El verdadero ateo, lo mismo que el verdadero creyente, tiene mucho que ver con la vida de cada día. Cuestión de experiencia. ¿Cómo hacer una experiencia de Dios en medio del trajín diario? ¿Podemos buscar a Dios en los gozos y angustias, en las alegrías y sobresaltos cotidianos? Dice San Juan que a Dios nadie le ha visto jamás; pero que es Cristo quien nos le ha dado a conocer. Vivir la vida de cara a Cristo y buscar el rostro de Dios en los excluidos y malheridos de nuestro tiempo es hacer una experiencia fuerte de Dios. Para todo lo cual se necesita -claro está- una fe humilde, sincera y contemplativa. “Contemplar” no es mirar las fases de la luna o el tiempo que hará mañana; contemplar es mirar en profundidad la vida y rezar con ella.
Este ejercicio no vaya usted a hacerlo a los gimnasios, donde solo se cuida la belleza del cuerpo. Este ejercicio hay que buscarlo en otros lugares: por ejemplo, hay desiertos donde retirarse un fin de semana para hacer un auténtico “ejercicio espiritual”, tan importante, al menos, como el ejercicio de los gimnasios. Y desde luego infinitamente más provechoso que el de estar todo el día ejercitando el dedo, los ojos y la curiosidad con los teclados de esas maquinitas locas de jugar, navegar y “watsear”...
Pero -como decía ya Boecio en el siglo IV- “no es tiempo de lamentos, sino de poner remedios”. Debemos ver los males para buscar arreglos. Y no separar los problemas de las soluciones. El “ateismo de la vida” es como una mancha que se ensancha cada día más.
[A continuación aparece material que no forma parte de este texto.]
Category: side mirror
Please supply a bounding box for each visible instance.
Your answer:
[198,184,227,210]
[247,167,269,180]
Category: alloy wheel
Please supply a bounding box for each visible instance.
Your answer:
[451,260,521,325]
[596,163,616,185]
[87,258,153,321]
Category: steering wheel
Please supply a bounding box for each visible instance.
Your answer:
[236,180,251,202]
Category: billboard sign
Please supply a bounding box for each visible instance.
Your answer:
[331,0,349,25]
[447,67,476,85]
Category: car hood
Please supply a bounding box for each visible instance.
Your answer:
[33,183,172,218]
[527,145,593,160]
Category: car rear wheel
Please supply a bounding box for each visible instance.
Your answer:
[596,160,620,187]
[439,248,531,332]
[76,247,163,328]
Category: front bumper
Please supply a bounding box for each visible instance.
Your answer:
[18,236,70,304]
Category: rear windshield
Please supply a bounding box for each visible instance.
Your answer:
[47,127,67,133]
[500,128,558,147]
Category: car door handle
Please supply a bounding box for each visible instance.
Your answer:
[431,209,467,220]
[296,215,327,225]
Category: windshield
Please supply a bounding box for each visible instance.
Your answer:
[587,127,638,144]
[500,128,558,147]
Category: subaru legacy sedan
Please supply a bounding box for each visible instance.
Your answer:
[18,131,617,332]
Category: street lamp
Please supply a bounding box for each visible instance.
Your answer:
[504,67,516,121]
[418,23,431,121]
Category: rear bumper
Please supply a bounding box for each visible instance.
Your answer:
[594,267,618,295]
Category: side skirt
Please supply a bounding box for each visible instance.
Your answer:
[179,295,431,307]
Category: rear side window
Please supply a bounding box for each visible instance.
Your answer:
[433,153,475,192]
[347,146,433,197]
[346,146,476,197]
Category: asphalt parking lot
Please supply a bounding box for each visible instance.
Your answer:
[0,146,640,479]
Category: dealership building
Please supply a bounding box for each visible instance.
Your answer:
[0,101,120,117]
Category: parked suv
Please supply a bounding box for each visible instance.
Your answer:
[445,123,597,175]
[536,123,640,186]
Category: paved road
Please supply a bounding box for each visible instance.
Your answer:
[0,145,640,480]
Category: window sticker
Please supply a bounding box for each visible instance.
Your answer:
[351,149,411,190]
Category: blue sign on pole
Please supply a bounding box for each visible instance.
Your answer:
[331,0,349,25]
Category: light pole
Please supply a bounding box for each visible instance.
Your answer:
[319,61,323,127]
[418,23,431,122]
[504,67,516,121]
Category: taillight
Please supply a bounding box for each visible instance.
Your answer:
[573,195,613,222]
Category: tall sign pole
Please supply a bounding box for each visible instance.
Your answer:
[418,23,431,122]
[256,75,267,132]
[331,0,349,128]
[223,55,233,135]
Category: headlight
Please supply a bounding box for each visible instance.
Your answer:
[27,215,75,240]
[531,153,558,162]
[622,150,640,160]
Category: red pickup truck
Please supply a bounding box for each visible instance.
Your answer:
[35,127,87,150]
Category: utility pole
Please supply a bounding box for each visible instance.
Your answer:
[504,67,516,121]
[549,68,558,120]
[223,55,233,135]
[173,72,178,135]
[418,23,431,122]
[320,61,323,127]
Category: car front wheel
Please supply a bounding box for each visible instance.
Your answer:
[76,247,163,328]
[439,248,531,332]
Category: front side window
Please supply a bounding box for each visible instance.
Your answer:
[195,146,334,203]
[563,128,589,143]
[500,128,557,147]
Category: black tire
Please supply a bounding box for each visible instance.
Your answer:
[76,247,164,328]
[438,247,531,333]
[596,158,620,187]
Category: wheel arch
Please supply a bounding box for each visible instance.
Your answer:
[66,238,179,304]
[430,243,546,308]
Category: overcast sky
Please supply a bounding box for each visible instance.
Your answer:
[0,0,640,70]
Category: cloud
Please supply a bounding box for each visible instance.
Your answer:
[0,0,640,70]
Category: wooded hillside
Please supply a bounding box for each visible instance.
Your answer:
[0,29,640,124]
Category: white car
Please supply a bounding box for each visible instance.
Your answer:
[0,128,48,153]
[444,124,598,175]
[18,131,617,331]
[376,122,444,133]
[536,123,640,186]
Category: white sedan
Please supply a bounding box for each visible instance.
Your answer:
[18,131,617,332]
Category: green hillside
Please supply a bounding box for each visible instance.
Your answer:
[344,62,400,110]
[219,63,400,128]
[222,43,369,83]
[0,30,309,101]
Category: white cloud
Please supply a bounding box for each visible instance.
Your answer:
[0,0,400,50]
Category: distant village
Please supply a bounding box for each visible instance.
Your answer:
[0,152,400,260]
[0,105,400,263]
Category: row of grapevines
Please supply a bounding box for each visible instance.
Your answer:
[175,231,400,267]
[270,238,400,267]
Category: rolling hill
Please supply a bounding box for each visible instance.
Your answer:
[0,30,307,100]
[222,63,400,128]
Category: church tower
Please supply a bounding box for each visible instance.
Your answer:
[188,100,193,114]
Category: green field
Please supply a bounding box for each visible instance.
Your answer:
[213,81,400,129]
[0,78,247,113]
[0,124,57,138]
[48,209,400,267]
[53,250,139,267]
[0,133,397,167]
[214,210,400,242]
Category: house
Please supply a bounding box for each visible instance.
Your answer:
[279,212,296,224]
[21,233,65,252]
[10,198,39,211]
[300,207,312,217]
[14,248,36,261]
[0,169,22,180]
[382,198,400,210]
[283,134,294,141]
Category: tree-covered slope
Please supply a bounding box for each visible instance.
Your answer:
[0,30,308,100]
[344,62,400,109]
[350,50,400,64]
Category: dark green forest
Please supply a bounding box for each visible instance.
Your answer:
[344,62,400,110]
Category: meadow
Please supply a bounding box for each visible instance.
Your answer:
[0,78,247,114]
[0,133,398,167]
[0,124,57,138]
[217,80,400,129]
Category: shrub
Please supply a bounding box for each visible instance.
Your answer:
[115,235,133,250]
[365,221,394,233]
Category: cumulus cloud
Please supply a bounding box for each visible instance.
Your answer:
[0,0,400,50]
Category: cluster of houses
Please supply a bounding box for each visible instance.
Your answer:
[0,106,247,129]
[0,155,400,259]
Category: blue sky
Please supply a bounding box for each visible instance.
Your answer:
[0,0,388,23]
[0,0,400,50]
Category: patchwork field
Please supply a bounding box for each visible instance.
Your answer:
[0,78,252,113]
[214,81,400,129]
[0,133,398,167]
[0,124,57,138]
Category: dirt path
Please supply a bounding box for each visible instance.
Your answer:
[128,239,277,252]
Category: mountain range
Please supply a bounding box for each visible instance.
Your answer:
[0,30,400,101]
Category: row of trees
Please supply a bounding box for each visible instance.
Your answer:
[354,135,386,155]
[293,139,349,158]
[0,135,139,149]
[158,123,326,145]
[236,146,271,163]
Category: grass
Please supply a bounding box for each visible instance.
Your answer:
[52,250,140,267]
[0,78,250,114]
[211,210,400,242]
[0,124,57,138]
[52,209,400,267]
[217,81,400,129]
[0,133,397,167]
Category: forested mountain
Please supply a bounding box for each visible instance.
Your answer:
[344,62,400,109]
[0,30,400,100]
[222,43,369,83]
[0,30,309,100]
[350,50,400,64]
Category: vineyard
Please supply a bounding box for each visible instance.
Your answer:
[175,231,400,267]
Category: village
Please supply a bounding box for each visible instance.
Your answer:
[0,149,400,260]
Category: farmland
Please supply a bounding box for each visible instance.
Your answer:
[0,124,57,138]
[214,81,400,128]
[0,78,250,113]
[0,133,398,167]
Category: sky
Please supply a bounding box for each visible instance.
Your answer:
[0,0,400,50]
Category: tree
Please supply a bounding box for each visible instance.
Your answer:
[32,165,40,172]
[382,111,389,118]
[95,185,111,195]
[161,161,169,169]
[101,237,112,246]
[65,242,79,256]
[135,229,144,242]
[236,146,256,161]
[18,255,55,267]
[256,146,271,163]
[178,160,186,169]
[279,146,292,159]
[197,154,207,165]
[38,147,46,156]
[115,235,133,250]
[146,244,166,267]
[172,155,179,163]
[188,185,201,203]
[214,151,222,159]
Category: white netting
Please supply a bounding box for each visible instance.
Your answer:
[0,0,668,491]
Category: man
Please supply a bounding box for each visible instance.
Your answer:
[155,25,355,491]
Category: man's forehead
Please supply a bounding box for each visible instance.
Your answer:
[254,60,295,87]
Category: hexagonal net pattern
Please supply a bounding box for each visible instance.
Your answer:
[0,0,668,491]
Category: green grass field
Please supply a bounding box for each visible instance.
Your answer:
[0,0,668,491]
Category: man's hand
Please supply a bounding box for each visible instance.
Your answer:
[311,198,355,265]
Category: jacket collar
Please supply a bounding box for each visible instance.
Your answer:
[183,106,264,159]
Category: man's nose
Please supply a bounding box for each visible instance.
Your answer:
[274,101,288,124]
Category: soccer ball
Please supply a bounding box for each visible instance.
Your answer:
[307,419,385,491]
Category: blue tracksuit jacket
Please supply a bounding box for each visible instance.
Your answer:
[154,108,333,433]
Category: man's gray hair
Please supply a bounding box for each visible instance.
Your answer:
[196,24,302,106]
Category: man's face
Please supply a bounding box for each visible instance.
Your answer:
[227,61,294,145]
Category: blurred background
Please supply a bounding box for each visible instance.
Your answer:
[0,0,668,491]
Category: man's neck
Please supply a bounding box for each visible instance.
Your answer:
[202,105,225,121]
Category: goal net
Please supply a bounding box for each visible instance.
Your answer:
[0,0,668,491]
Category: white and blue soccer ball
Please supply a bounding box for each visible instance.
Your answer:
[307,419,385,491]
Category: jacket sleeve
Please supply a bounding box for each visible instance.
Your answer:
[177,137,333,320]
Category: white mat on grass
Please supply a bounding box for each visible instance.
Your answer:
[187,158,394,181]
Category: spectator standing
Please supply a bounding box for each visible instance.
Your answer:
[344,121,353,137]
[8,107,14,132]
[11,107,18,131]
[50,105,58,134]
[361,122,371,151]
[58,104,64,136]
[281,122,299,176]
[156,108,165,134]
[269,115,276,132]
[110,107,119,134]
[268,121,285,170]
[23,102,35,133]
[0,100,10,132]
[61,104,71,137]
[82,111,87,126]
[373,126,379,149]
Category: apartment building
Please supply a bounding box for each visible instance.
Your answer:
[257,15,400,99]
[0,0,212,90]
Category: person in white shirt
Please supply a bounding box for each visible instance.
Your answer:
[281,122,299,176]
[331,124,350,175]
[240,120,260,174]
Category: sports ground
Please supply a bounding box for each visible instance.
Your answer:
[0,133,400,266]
Las jóvenes generaciones se han ido de la práctica religiosa sin dar un portazo. Ni siquiera nos han dicho “hasta luego”. No están, porque “no les apetece”. Sin más problemas. Viven su vida al margen de las preguntas religiosas. Este es nuestro desgraciado mundo.
Sin embargo, habría que relacionar alarmas con búsqueda de oportunidades. No caer en análisis derrotistas. No nos sentemos a llorar con las cítaras de la esperanza colgadas de los árboles, como los judíos en aquel tiempo, cuando el destierro de Babilonia.
El teólogo Medard Khel nos invitaba, hace algún tiempo, a mirar la realidad con una mirada de fe, esperanza y amor: o sea, una mirada cristiana. Su libro sobre la Iglesia es un prodigio de aliento y confianza en Dios y en los hombres. Mirar la realidad con confianza, sin falsos espejismos, pero siempre en clave positiva. No amontonar tal cúmulo de “desafíos” que terminemos exhaustos, desilusionados y desalentados. Los retos hemos de encararlos de uno en uno. Y espabilando mucho, que la historia va que vuela, y la Iglesia siempre a paso de tortuga...
Pero, ¡ojo!, que el verdadero ateo puede estar oculto, hoy, en el corazón de muchos que se dicen religiosos y hasta católicos de toda la vida. Son los que, como Nicodemo, llamados a nacer de nuevo, dicen que ellos ya son viejos y no están para “volver al vientre de su madre”. O sea, para hacerse niños. Es el ateismo del desencanto. Cuando todos sabemos que sólo a los que “renacen cada día” se les revela Dios.